Human Rights Watch has said an Israeli strike in south Lebanon that killed seven emergency workers was “an unlawful attack on civilians”, urging Washington to suspend weapons sales to Israel, AFP reports.

The Israel-Lebanon border area has witnessed near-daily cross-border fire after Palestinian militant group Hamas’s unprecedented October 7 attack on southern Israel sparked war in the Gaza Strip.

“An Israeli strike on an emergency and relief centre” in south Lebanon’s Habariyeh on March 27 “killed seven emergency and relief volunteers” and “was an unlawful attack on civilians that failed to take all necessary precautions”, HRW said in a statement.

“If the attack on civilians was carried out intentionally or recklessly, it should be investigated as an apparent war crime,” it added.

Israel’s military said at the time the target was “a military compound” and that the strike killed a “significant terrorist operative” from Jamaa Islamiya, a Lebanese group close to Hamas, and other “terrorists”.

HRW said in the statement that it found “no evidence of a military target at the site”, and said the Israeli strike “targeted a residential structure that housed the Emergency and Relief Corps of the Lebanese Succour Association, a nongovernmental humanitarian organisation”.

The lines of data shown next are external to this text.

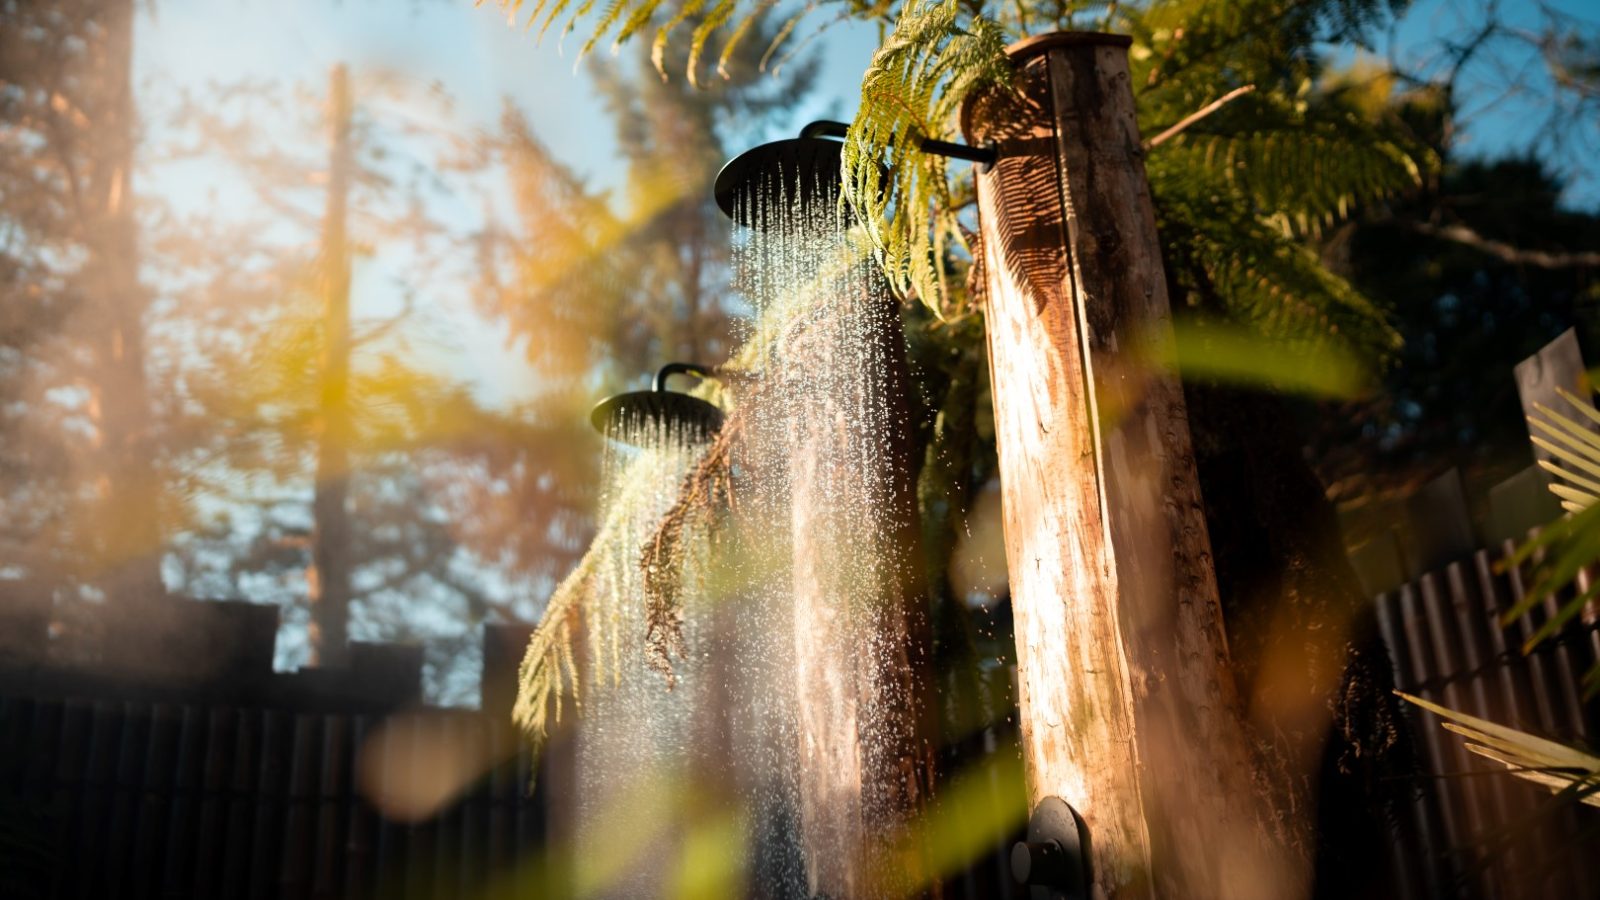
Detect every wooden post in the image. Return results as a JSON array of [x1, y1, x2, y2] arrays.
[[963, 34, 1302, 898]]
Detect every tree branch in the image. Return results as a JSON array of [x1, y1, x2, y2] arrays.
[[1405, 219, 1600, 269], [1144, 85, 1256, 150]]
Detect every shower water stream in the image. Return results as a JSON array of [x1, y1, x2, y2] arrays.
[[577, 412, 715, 896], [730, 168, 934, 898], [575, 164, 932, 898]]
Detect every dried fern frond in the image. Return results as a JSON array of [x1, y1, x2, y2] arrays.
[[510, 239, 835, 746], [511, 530, 597, 741], [1399, 692, 1600, 807], [1529, 387, 1600, 514], [641, 415, 739, 684], [843, 0, 1011, 316]]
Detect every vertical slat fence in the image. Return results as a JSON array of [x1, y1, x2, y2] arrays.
[[1375, 547, 1600, 899]]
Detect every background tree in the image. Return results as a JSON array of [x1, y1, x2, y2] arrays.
[[0, 0, 165, 626], [150, 68, 533, 700]]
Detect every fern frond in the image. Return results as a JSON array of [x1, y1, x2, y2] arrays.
[[716, 0, 780, 79], [1153, 107, 1427, 239], [1398, 692, 1600, 807], [843, 0, 1011, 315], [687, 0, 742, 87], [1155, 167, 1401, 357], [1529, 389, 1600, 511], [1495, 387, 1600, 695], [481, 0, 827, 82], [616, 0, 676, 60], [511, 544, 594, 741], [576, 0, 640, 63], [758, 6, 810, 72]]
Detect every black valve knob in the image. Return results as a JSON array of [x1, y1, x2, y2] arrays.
[[1011, 839, 1073, 885], [1011, 797, 1091, 900]]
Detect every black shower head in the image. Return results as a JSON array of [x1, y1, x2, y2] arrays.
[[715, 120, 996, 228], [713, 136, 846, 228], [590, 363, 725, 446]]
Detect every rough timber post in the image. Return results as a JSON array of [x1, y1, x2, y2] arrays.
[[962, 34, 1301, 899]]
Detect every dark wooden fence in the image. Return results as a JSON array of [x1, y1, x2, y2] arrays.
[[0, 698, 558, 900], [0, 605, 565, 900], [6, 534, 1598, 900], [1373, 545, 1600, 900]]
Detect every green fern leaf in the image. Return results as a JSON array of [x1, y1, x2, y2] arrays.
[[843, 0, 1010, 314]]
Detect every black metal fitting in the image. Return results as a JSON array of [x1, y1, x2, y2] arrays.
[[1011, 796, 1092, 900], [798, 120, 998, 168]]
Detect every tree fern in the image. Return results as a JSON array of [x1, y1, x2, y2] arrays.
[[1151, 101, 1426, 239], [842, 0, 1010, 315], [1152, 166, 1402, 356]]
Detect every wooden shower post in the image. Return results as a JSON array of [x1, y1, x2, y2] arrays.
[[962, 34, 1301, 898]]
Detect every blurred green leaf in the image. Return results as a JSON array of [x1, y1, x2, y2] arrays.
[[1159, 319, 1373, 398]]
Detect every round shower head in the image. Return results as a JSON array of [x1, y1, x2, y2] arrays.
[[590, 363, 725, 446], [713, 136, 845, 228]]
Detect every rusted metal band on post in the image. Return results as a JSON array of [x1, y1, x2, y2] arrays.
[[1006, 30, 1132, 63]]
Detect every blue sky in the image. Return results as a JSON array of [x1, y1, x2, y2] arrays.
[[133, 0, 1598, 197], [135, 0, 881, 195]]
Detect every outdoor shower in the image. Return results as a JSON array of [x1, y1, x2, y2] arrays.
[[713, 119, 998, 226], [589, 362, 724, 445]]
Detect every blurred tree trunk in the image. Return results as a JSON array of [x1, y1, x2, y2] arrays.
[[1183, 378, 1415, 900], [308, 64, 355, 668], [85, 0, 164, 607]]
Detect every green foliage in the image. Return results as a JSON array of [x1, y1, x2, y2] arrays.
[[480, 0, 824, 86], [1500, 389, 1600, 698], [843, 0, 1011, 315], [1154, 176, 1401, 354], [1130, 4, 1428, 357]]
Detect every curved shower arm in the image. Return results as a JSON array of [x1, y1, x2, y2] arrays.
[[800, 120, 851, 140], [797, 119, 998, 167], [653, 362, 716, 393]]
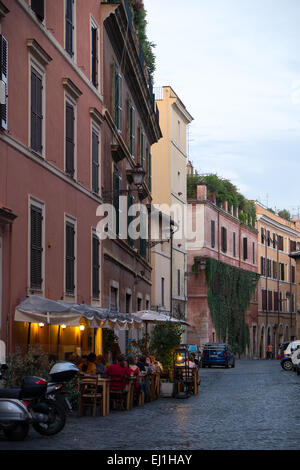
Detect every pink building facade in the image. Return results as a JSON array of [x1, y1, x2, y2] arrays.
[[0, 0, 160, 355], [187, 185, 259, 357]]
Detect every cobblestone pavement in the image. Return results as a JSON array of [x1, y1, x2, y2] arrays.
[[0, 360, 299, 450]]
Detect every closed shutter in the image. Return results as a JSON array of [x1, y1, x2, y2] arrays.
[[92, 234, 100, 298], [233, 231, 236, 257], [91, 25, 98, 87], [278, 235, 283, 251], [66, 102, 75, 177], [260, 256, 265, 275], [268, 291, 272, 311], [274, 291, 278, 311], [243, 237, 248, 260], [261, 227, 265, 244], [92, 129, 99, 193], [291, 265, 295, 283], [113, 166, 120, 235], [127, 191, 134, 247], [262, 290, 267, 310], [65, 0, 74, 57], [0, 35, 8, 130], [31, 0, 44, 21], [267, 230, 270, 246], [31, 67, 43, 153], [273, 261, 277, 279], [211, 220, 215, 248], [129, 106, 135, 157], [66, 222, 75, 294], [30, 205, 43, 289], [221, 227, 227, 253]]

Jamaa Islamiya later denied it was connected to the emergency responders, and the rescue group told AFP it had no affiliation with any Lebanese political organisation.

HRW said that “the Israeli military’s admission” it had targeted the centre in Habariyeh indicated a “failure to take all feasible precautions to verify that the target was military and avoid loss of civilian life… making the strike unlawful”.